Octogenarian Zarin, along with son Javed and Musharraf's son Bilal, inspected the Neharwali Haveli in old Delhi's congested Daryaganj area. The haveli was once was the family's abode and Musharraf was born in there.

Enthusiastic crowds thronged the lanes and gathered on rooftops for a glimpse of the high-profile visitors. The trio spent around 30 minutes inside the building, interacting with the current inmates of the house.

Frail Zarin, on a wheelchair, recalled her memories of the family's ancestral place, which she was visiting after a gap of nearly 23 years.

"Everything seems to have undergone a change here. There is a new sky here. I remember meeting Aruna Asaf Ali the last time I came here, which was in 1982," remarked Zarin. The trio also took part in the birthday celebrations of ten-year-old Aiswarya, a resident of the haveli.

Deputy Speaker of Delhi Assembly Shoaib Iqbal received the Pakistani guests at Daryaganj.

Later, Zarin also visited the Indraprastha College, from where she had passed out 70 years back.

She went around the college compound, recollecting the time she spent with friends, whose names she tried to recall.

"We enjoyed the college days.
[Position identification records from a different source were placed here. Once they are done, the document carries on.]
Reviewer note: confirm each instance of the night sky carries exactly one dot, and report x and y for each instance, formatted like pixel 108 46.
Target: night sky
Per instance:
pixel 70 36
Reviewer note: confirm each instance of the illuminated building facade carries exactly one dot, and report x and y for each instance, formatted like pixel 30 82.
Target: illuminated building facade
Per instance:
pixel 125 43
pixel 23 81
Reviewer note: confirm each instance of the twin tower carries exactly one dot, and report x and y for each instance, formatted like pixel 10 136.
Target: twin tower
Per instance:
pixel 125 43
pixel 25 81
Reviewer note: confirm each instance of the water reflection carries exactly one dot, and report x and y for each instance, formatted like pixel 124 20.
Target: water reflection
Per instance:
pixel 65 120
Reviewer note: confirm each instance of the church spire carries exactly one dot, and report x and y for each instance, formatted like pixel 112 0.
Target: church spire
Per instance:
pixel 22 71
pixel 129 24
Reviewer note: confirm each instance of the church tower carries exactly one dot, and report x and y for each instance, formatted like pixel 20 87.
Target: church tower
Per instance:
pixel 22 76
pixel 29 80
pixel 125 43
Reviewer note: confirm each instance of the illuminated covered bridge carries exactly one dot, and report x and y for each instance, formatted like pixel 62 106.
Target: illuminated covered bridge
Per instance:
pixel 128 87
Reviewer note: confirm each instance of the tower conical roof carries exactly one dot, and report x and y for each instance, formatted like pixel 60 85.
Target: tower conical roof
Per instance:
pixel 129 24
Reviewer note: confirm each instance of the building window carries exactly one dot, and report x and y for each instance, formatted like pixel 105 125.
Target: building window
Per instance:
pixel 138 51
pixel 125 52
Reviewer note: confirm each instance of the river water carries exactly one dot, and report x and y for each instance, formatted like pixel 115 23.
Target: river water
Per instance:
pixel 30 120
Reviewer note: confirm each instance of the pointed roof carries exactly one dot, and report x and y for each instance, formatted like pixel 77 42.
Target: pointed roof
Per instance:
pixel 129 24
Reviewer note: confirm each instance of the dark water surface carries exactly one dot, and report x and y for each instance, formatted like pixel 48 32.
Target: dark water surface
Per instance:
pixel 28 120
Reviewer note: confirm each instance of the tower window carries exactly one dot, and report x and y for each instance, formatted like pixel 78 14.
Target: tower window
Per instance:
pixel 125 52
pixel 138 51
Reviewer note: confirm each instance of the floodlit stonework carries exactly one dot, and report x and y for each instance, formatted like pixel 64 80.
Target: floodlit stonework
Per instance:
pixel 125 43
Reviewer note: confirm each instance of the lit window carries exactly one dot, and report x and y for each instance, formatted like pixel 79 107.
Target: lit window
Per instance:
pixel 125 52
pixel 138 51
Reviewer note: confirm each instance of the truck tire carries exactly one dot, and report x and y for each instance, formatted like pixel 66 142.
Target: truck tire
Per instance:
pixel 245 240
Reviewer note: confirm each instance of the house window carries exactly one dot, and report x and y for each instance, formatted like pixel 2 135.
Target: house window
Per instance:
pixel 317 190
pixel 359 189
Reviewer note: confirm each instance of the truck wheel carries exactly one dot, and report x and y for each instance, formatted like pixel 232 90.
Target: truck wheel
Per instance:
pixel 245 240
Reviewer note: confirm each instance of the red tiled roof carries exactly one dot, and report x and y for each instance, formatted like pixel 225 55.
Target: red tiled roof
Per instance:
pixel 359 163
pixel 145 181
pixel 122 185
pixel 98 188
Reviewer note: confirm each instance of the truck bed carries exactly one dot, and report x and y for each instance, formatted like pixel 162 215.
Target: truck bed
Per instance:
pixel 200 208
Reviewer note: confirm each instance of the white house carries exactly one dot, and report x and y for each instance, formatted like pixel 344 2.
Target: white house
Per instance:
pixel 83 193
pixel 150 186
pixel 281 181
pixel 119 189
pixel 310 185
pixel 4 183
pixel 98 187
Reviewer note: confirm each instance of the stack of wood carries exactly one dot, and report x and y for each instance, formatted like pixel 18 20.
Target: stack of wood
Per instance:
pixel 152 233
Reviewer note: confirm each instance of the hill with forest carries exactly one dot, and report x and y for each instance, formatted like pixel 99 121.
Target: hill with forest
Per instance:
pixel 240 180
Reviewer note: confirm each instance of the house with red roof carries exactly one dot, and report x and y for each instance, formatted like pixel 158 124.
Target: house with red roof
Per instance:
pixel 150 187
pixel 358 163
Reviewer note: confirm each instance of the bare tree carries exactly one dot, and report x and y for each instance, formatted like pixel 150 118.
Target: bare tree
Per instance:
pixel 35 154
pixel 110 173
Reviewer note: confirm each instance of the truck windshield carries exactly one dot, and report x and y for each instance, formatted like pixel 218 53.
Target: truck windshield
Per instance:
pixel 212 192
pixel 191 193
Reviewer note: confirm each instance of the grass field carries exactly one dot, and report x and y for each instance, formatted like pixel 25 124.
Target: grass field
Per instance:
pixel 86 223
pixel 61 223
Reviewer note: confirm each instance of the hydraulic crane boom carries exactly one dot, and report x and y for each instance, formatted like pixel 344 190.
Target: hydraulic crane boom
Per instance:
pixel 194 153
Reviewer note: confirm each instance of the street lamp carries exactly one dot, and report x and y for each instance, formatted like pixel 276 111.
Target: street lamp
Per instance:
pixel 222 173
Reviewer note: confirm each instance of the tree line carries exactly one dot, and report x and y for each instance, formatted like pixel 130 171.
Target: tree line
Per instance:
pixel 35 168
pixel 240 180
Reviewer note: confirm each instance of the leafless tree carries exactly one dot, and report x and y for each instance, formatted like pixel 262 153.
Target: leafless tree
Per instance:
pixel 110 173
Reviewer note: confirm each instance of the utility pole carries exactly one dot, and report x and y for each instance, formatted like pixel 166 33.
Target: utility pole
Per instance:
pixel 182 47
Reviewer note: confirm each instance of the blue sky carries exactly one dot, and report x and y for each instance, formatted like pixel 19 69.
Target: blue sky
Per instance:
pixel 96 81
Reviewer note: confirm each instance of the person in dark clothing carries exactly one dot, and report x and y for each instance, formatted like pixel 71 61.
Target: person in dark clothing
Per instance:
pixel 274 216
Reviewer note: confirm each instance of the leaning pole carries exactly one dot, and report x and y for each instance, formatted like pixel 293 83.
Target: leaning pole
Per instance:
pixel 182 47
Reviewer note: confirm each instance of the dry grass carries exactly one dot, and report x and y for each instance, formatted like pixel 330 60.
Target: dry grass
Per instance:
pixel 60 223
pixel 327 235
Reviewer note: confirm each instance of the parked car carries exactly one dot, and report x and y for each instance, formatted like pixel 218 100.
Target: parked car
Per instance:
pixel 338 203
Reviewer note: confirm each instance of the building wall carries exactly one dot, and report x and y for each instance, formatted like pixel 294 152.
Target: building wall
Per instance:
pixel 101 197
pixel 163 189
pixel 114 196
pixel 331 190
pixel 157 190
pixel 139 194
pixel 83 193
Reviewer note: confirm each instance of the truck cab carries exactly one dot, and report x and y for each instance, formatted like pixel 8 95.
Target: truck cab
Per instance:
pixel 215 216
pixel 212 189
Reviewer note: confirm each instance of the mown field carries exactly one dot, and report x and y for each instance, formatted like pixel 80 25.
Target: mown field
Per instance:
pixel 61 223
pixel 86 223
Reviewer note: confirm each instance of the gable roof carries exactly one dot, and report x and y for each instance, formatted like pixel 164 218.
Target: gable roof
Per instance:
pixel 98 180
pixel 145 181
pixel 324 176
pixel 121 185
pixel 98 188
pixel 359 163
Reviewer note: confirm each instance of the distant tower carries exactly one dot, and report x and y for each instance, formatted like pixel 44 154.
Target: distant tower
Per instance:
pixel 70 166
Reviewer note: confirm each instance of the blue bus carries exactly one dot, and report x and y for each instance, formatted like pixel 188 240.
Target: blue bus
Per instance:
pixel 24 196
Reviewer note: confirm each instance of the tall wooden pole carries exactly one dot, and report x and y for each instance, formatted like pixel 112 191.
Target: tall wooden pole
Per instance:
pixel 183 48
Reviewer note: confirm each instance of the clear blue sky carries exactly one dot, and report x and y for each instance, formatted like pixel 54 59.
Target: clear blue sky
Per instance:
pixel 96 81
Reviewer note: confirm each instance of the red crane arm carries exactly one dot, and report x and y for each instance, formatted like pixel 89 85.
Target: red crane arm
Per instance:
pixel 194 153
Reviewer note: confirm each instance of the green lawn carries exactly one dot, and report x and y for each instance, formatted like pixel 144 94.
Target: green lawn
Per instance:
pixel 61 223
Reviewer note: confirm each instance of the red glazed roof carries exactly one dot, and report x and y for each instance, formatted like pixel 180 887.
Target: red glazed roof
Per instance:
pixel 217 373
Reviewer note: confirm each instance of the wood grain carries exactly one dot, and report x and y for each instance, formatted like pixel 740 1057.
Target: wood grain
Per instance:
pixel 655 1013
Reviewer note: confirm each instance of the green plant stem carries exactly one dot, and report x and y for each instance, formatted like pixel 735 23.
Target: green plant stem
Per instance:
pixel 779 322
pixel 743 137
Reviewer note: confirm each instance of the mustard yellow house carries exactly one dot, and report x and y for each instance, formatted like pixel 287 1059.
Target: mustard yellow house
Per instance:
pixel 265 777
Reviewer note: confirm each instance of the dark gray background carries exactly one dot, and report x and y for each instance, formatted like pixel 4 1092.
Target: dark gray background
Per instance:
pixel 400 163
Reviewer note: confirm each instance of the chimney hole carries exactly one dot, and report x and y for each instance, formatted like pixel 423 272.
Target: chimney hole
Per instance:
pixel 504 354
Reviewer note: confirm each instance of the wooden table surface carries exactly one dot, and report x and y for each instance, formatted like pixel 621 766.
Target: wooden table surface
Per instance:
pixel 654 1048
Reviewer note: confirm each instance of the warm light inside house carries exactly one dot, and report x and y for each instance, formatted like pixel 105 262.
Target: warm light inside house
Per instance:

We used to be a gang of six students, called Chagadha gang. My favourite hang-out place was the garden," said Zarin, accompanied by Javed and Bilal.

"We used to come to the college in a bus. It was a fun place. But I lost contact with my old friends after partition," she said.

Recording her emotions, she wrote in the visitor's register: "I am touched to be back here in my beloved college. It made me indeed very proud to be associated with this great institution."

While interacting with students and teachers, Zarin favoured an exchange programme for students of the India and Pakistan to improve relations through people-to-people contacts.

Asked whether she was ever punished during her college days, she said, "I got scolding in high school, not in college."

When the students sought her blessings, she advised them to 'concentrate on studies'. She quickly added, "Do not neglect sports. Sports is also important. Body and mind should be fit. You should have fun, but within limits."

While on sports, she said Sachin Tendulkar was her favourite Indian cricketer.

Zarin, who spent almost half-an-hour at the college, also promised to attend an old students association programme next year.

The college presented her a shawl.

Before visiting the college, Musharraf's family visited the historic Red Fort and drove around Chandni Chowk.

"We have got a very good tour guide. He gave a very detailed description of the origin of Mughals," said Bilal at Red Fort.

"I have been to Turkey and I was constantly drawing parallels between Ottomen and Mughals," he said.